I recently had the pleasure of upgrading from GWT 1.5.3 to GWT 2.0. The client has a variety of GWT applications–some standalone widgets that integrate into an existing site, an application written with GWT look and feel, and an application written with the GWT-EXT library.
The upgrade to GWT 2.0 was much less painful than I thought it would be.
Even code that was written for GWT 1.0 (the mortgage calculator, written back in 2006) compiled cleanly (well, plenty of warnings, but no loss of functionality). Classes that have been deprecated (some for good reason; hello HTTPRequest, I’m looking at you) have not disappeared. I’m not saying that the code I wrote for GWT 1.0 shouldn’t be rewritten, just that GWT hasn’t forced me to do so. Also, other than changing some switches to the command line compiler, the ant script used to compile the GWT modules didn’t have to change at all.
Hosted mode was a different story. I never really spent a ton of time in hosted (err, dev) mode, but had it working in that past. Now, I wanted to get it working fully because of the tremendous productivity gains possible–no minute long compile cycle to pull my attention away from my code. And the fact that you can run and debug in eclipse in more than just one browser is really attractive. Since I’d never really had it working fully, there wasn’t a lot of upgrade work; it was more like starting from the beginning.
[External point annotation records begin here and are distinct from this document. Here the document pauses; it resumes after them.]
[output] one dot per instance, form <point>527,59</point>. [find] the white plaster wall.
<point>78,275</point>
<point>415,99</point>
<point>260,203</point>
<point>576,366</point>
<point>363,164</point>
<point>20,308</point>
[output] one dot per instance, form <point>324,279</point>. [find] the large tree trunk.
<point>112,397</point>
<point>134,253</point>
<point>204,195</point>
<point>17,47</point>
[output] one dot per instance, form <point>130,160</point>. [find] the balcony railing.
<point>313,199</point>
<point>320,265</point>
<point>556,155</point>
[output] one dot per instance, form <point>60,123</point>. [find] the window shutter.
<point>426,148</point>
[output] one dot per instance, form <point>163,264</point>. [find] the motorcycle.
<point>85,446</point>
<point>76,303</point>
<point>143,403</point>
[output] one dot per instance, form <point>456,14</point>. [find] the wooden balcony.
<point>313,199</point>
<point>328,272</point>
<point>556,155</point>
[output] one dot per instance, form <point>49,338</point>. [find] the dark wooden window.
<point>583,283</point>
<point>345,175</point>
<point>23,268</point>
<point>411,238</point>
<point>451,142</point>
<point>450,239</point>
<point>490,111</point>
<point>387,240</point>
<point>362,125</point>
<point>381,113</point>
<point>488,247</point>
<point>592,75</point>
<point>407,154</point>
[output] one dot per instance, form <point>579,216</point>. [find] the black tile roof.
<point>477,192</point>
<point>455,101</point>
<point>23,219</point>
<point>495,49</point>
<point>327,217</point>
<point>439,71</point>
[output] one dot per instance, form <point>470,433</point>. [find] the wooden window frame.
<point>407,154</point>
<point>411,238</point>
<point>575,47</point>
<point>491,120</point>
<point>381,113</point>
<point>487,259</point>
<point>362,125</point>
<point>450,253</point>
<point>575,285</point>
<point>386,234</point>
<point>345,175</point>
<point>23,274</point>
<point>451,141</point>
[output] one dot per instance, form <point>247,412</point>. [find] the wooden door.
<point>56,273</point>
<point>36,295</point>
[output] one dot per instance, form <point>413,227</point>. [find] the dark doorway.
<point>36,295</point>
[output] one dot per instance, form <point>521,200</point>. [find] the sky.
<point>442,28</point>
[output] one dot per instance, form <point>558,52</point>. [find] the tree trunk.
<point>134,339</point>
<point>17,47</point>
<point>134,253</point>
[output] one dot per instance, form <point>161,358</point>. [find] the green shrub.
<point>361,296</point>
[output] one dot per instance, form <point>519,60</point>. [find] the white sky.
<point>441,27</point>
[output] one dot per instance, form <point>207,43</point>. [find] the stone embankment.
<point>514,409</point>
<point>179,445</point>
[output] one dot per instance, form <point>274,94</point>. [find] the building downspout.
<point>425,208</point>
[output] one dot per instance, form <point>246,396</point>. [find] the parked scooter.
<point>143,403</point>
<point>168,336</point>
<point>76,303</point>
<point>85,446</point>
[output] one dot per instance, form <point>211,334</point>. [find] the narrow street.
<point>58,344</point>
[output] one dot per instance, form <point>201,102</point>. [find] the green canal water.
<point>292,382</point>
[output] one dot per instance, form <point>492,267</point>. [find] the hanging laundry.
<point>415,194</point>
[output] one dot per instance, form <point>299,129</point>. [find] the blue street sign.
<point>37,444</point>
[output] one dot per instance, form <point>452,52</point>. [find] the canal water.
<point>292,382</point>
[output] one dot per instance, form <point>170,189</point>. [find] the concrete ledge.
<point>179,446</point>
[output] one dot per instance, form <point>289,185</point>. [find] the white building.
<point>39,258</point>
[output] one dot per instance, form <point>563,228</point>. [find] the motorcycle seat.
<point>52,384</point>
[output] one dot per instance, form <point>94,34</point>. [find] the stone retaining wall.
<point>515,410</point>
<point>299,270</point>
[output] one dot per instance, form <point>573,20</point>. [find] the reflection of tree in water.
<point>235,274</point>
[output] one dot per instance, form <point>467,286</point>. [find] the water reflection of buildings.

However, I was unable to use the internal jetty server. Again, my use case is atypical, with a lot of JSON and JSONP requests for data.
Big pluses for GWT 2.0, right off the bat:
- hosted/dev mode running in any browser
- support for IE8, so we could get rid of the UA meta tag
- code splitting
I haven’t yet looked into Speed Tracer or some of the updated widgets (I’d really love to toss the gwt-widgets lightbox we use in favor of the GWT standard PopupPanel). There’s also the tremendous benefit of being on the modern version of any platform–it is easier to get support in forums and in other venues.